Undoubtedly, I have succeeded to harness the usually destructive power of narcissism and apply it productively for the common benefit of everyone involved. But it is still narcissism. I am still—exclusively—after narcissistic supply. I am as grandiose, as exploitative, as lacking empathy as I ever was. I feel as entitled as I ever did. I fly into rages, idealize and devalue and, in general, exhibit the full spectrum of narcissistic behaviors.
Narcissism is a dynamic. Its outcomes can be either socially acceptable or condemnable—but the underlying corrosive phenomenon is the same. One cannot heal merely by cognitively accepting that one is diseased. The assimilation of such an insight requires an emotional complement, an investment of feelings and humility. I lack these.

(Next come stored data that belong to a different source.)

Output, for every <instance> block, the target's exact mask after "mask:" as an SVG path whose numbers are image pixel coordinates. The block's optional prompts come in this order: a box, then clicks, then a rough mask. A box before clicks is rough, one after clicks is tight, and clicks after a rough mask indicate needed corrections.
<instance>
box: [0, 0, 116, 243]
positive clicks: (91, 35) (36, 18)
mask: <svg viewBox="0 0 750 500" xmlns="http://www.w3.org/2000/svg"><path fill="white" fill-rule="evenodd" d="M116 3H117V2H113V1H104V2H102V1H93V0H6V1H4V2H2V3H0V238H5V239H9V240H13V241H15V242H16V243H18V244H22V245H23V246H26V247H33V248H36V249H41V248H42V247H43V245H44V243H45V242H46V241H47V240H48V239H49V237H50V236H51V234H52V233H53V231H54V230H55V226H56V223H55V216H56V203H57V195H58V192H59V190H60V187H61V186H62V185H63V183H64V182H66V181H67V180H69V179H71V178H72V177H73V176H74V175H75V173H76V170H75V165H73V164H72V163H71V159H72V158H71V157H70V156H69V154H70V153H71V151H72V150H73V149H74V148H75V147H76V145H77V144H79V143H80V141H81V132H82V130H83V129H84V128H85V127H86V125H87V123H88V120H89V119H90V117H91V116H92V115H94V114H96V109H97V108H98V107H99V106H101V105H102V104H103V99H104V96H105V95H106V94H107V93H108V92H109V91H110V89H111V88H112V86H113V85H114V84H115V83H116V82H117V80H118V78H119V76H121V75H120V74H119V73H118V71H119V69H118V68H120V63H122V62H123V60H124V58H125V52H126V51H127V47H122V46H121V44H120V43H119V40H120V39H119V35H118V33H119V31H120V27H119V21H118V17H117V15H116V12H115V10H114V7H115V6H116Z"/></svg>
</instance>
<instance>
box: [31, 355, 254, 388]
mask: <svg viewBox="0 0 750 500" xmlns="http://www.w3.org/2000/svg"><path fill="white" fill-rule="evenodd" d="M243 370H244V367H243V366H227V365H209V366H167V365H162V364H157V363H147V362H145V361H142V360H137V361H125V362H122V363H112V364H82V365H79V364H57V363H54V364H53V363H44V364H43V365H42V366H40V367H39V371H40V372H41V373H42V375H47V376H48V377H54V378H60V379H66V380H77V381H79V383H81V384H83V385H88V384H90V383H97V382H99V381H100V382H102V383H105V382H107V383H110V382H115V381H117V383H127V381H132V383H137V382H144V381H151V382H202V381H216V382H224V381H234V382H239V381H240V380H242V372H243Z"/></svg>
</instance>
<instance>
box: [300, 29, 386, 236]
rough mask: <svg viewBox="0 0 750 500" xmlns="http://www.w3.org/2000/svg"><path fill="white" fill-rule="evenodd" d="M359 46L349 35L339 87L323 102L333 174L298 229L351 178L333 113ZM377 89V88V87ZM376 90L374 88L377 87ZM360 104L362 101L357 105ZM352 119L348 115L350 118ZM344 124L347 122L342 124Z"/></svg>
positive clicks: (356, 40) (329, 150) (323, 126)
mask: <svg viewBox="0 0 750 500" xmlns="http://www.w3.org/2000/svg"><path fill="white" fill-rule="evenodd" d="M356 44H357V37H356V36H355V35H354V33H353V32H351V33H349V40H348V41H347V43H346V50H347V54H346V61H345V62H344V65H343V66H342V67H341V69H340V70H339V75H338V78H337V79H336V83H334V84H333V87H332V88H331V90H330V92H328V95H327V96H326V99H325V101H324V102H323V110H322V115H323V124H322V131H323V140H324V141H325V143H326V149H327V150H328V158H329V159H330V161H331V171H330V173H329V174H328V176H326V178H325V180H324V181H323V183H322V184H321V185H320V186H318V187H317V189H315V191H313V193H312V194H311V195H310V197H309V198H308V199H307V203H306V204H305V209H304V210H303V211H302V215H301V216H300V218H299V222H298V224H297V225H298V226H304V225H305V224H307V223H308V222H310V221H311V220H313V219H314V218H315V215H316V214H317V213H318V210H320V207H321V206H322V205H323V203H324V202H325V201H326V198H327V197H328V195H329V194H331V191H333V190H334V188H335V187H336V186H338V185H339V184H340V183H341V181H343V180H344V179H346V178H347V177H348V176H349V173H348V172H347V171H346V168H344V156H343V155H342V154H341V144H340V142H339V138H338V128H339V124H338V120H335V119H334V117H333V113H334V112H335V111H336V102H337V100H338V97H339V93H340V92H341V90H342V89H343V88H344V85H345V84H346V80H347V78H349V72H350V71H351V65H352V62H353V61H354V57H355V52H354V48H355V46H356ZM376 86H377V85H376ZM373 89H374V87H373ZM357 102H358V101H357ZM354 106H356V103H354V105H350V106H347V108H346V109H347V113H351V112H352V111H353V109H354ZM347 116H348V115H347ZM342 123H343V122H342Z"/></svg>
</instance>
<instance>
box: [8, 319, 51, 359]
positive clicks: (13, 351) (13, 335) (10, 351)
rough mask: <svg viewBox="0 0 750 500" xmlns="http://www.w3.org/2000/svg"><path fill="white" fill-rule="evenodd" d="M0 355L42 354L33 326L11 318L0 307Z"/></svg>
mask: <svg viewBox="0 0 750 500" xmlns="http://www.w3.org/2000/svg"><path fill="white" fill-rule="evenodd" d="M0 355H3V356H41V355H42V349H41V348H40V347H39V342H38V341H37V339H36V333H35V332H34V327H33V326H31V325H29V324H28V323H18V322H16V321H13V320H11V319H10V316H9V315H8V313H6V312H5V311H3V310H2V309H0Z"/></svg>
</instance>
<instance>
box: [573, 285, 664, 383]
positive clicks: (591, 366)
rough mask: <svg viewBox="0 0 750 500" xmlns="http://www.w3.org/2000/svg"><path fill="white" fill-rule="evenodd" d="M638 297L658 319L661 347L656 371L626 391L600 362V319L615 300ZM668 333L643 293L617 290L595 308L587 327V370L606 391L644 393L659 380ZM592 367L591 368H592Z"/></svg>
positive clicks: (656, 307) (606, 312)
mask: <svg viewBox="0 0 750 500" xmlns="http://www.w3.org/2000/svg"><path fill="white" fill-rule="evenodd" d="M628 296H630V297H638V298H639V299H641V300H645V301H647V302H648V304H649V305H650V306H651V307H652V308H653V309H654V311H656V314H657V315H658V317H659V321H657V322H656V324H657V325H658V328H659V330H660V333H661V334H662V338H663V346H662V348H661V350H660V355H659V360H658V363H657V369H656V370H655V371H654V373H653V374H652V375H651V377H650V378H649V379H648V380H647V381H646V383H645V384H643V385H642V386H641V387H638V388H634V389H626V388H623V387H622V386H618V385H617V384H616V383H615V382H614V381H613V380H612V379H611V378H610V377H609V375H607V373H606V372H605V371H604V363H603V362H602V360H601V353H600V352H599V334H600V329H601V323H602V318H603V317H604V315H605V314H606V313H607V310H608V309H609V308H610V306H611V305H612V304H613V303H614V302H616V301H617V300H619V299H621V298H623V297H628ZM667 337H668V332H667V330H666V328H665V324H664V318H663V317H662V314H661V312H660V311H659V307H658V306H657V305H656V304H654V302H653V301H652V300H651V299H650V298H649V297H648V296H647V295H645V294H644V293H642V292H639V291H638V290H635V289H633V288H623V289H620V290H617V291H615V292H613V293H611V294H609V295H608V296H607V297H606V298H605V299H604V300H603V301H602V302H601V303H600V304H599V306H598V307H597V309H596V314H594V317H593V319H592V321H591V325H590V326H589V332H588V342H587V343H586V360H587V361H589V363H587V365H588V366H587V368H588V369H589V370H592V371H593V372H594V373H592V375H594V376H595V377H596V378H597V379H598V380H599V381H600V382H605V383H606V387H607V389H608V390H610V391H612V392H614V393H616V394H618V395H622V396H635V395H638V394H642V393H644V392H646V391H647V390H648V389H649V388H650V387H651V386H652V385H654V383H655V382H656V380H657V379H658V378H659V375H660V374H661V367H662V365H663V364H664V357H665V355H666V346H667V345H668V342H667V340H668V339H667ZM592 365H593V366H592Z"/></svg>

I once wrote in The Malignant Optimism of the Abused:
I often come across sad examples of the powers of self-delusion that the narcissist provokes in his victims. It is what I call "malignant optimism." People refuse to believe that some questions are unsolvable, some diseases incurable, some disasters inevitable. They see a sign of hope in every fluctuation. They read meaning and patterns into every random occurrence, utterance, or slip. They are deceived by their own pressing need to believe in the ultimate victory of good over evil, health over sickness, order over disorder. Life appears otherwise so meaningless, so unjust and so arbitrary... So, they impose upon it a design, progress, aims, and paths. This is magical thinking."